Websites ‘must be responsible’

Ben Wallace, MP for Preston North and Wyre
Ben Wallace, MP for Preston North and Wyre

A MP has called for greater regulation of websites and prosecution of their owners if they fail to act to prevent ‘cyberbullying’.

Grieving parents have demanded the social networking site ask.fm be closed down, after it was blamed for the deaths of a number of bullied children.

Ben Wallace wrote to the Home Secretary in April to ask what steps the Government could take to exert control over web forums, which he said exposed young people to “vicious attacks”.

The Preston North MP sent the letter after 15-year-old Joshua Unsworth was found dead behind his family home in Goosnargh.

His parents Gary and Michelle Unsworth, both 47, backed an electronic petition calling for ask.fm to be banned, after the father of a 14-year-old girl who killed herself in Leicestershire last Friday asked the Prime Minister to look at the Latvian-based website.

Dave Smith said his daughter Hannah died after being bullied on ask.fm, which allows users to send messages to each other without their identity being disclosed.

Mr Wallace said: “Government and people need to stop treating the internet as something special, exempt from the normal rules of law or taxation.

“The internet is just a highway.
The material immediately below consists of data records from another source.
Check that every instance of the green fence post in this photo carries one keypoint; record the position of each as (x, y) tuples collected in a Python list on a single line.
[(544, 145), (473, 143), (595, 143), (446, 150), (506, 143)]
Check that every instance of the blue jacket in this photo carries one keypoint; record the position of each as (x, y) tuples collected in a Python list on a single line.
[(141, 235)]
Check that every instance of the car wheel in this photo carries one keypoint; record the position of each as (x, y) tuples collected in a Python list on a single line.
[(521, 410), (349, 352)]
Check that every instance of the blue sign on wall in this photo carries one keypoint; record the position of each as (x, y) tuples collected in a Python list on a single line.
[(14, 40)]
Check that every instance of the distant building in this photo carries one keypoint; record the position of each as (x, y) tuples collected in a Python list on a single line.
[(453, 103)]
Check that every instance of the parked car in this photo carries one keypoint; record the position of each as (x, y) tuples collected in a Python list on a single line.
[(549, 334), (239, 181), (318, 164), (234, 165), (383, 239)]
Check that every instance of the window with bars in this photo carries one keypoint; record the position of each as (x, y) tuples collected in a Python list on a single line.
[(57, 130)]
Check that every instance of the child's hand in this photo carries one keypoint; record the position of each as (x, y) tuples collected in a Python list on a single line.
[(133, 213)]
The websites are vehicles on it and if they carry harmful or criminal content they should be made as responsible as the perpetrator.
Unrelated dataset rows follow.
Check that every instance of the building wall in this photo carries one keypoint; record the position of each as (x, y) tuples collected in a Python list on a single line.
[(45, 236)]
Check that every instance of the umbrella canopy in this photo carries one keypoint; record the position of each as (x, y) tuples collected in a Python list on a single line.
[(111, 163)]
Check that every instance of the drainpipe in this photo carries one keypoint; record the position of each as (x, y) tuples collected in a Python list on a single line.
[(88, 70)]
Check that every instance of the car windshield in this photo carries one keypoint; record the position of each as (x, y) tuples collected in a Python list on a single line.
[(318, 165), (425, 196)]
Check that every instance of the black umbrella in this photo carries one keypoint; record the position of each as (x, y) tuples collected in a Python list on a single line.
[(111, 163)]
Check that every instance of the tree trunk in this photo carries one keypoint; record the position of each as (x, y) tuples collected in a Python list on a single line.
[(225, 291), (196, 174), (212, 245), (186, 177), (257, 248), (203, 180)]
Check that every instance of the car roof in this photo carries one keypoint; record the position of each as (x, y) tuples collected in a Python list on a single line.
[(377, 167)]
“It is not good enough for sites such as ask.fm to hide away and pretend it is nothing to do with them.”

The website’s owners owned by Russian brothers Mark and Ilja Terebin, who said they have the technology to identify “almost all users” and are committed to supporting the police.

They said “in extreme circumstances such as those we’ve experienced this week” they could use technology to identify those behind the taunts and “ensure this information is accessible to the appropriate legal authorities”.

Advice on how to keep your children safe online can be found at www.childline.org.uk, www.beatbullying.org and www.thinkuknow.co.uk.